Per ora la direzione presa dall'Europa nei confronti di questo settore non pare essere univoca. Mentre si è vietato di chiamare latte le bevande che non lo contengono, I prodotti privi di carne potranno continuare a definirsi hamburger, polpette, bistecche, salsicce o altro.
Un settore che sembra fare gola a molti investitori, che in questo segmento hanno impegnato i loro capitali.
I rischi però non mancano e un secondo articolo, in questo caso firmato da Giorgio dell'Orefice, ne mette in evidenza i risvolti.

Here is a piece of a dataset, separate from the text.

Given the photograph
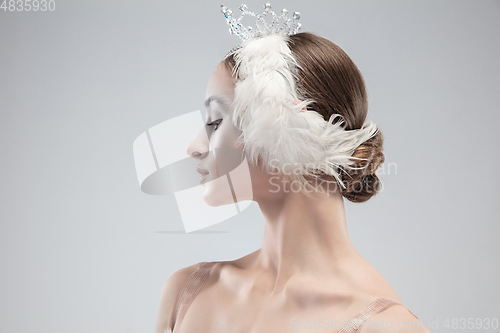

A iniziare dalle continue accuse rivolte alla zootecnia, imputata di incidere sull'ambiente, oppure ai consumi di carne, ritenuti eccessivi e dannosi.
Cose che allevatori, trasformatori, industriali delle carni e del settore lattiero caseario respingono con fermezza.
Sul banco degli imputati non ci sono soltanto latte e carne, ma anche gli agrofarmaci ed è su questi che si sofferma un altro articolo, anche questo a firma di Giorgio dell'Orefice.
Entro il 2030 l'Europa si è impegnata a ridurre del 50% l'impiego degli agrofarmaci oggi in uso. Ma quali saranno le conseguenze sulle produzioni agricole?
Lo svela una ricerca dell'Università olandese di Wageningen, che ipotizza un calo del 20% in media delle produzioni agricole europee.
Che si vogliano sostituire le produzioni naturali di carne e latte con quelle prodotte in laboratorio, aggiungo, è un'ipotesi fantasiosa e inverosimile.
Ma volte sembrano proprio questi gli obiettivi di certe politiche adottate da Bruxelles.
L'origine in etichetta
Con la pubblicazione sulla Gazzetta Ufficiale, è confermata la proroga all'obbligo di indicare la provenienza sulle etichette di latte, formaggi, pasta, riso, sughi e salumi.
Il decreto, come spiega Libero in edicola il 13 febbraio, porta le firme del ministro per le Politiche Agricole, Stefano Patuanelli, del ministro della Salute Roberto Speranza, e del ministro dello Sviluppo economico Giancarlo Giorgetti.
L'obbligatorietà di indicare l'origine in etichetta è una misura approvata in deroga ai regolamenti dell'Unione europea e attuata in forma "sperimentale".
Ora si attende che l'obbligo di origine venga sancito a livello comunitario, come prevedono fra l'altro talune indicazioni contenute nel programma Farm to Fork.
Al momento, conclude il breve articolo, si nota nei progetti comunitari l'assenza dell'indicazione di origine per i salumi.